Clean energy transitions cannot succeed without putting people at the core. Governments should be prepared to address the impact of the energy transition on people and communities, notably with regard to employment, inclusiveness and equity. To ensure public support clean energy transitions need to enhance energy access, the security, affordability and reliability of energy supply.
Security and resilience of the energy system remain of fundamental importance as G20 countries transition to clean energy. Guiding clean energy transitions by boosting energy security, affordability and sustainable economic growth remains the critical task for G20 governments.
The G20 Principles on Energy Collaboration were established in 2014 by energy ministers, and endorsed by G20 leaders at their Brisbane Summit. This broad set of principles called for enhancing energy security through dialogue and collaboration on emergency response measures, high quality energy data, and well-functioning, open, competitive, efficient, stable and transparent energy markets that promote energy trade and investment. These principles were reaffirmed in 2018 at the G20 energy ministers meeting in Argentina, highlighting the importance of investment in infrastructure, the role of digitalisation and flexibility in the power sector, including the role of natural gas in the G20 countries. In 2019, under Japan’s presidency, G20 energy ministers stressed the importance of resilience, protection and development of reliable energy infrastructure to prevent energy supply disruptions.

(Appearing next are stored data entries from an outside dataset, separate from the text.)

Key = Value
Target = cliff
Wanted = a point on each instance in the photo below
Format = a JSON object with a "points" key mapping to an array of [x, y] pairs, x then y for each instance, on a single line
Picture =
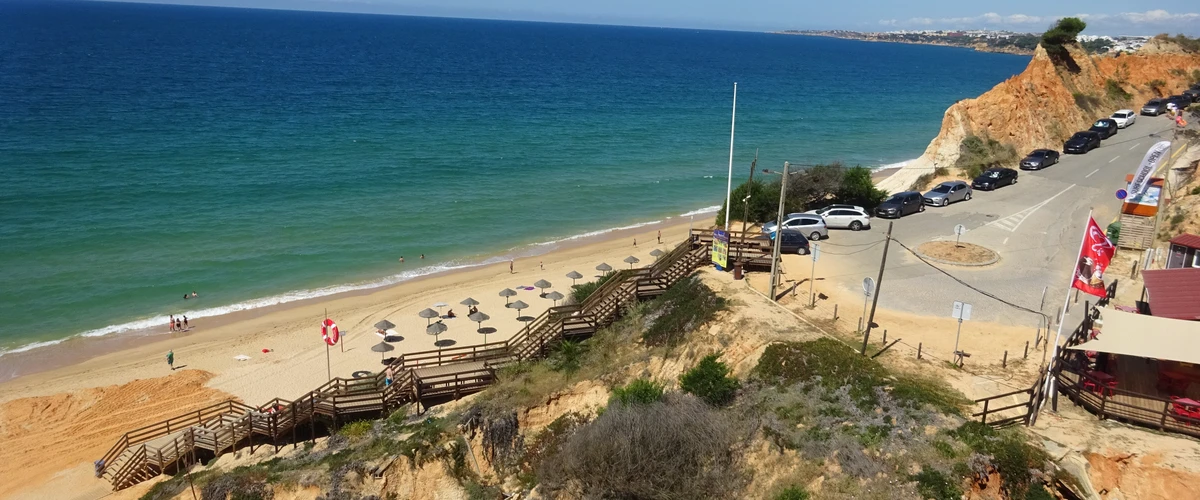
{"points": [[1051, 100]]}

In a time of unprecedented international turbulence in the global oil market, an extraordinary meeting of G20 energy ministers was convened in April 2020 under Saudi Arabia’s presidency. G20 ministers agreed to strengthen energy security and market stability by promoting market and data transparency, digital resilience and investment in the reliability of energy systems, which was endorsed by G20 Leaders at their Riyadh Summit. Italy holds the G20 presidency in 2021 and has set an objective to update the 2014 G20 Principles on Energy Collaboration, and broaden the energy security concept in line with evolving energy systems. Italy requested the IEA to support the discussions on broadening the energy security concept with a set of principles for G20 action.
As an update of the security provisions in the 2014 Brisbane principles, G20 governments need to broaden their energy security and preparedness towards seven key principles for the security of clean energy transitions:
1. Prioritise energy efficiency.
2. Secure integration of wind and solar PV in power systems. Ensure best use of existing sources of flexibility in power systems and enable effective smart grids and digitalisation.
3. Develop and deploy a portfolio of low-carbon generation sources to increase diversity of power supply and hedge against technology risks.
4. Ensure the cost-effective use of existing energy infrastructure for an affordable, secure and clean energy pathway.
5. Modernise oil security systems and boost transparent, open and competitive energy markets to accommodate traditional and emerging energy security concerns.
6. Prepare for new and emerging risks to energy security. Boost the resilience of global supply chains including for critical minerals. Foster digital security and climate resilience of energy infrastructure.
7. Promote a people-centred and inclusive approach to ensure energy access and reduce poverty, and foster economic diversification in producer economies.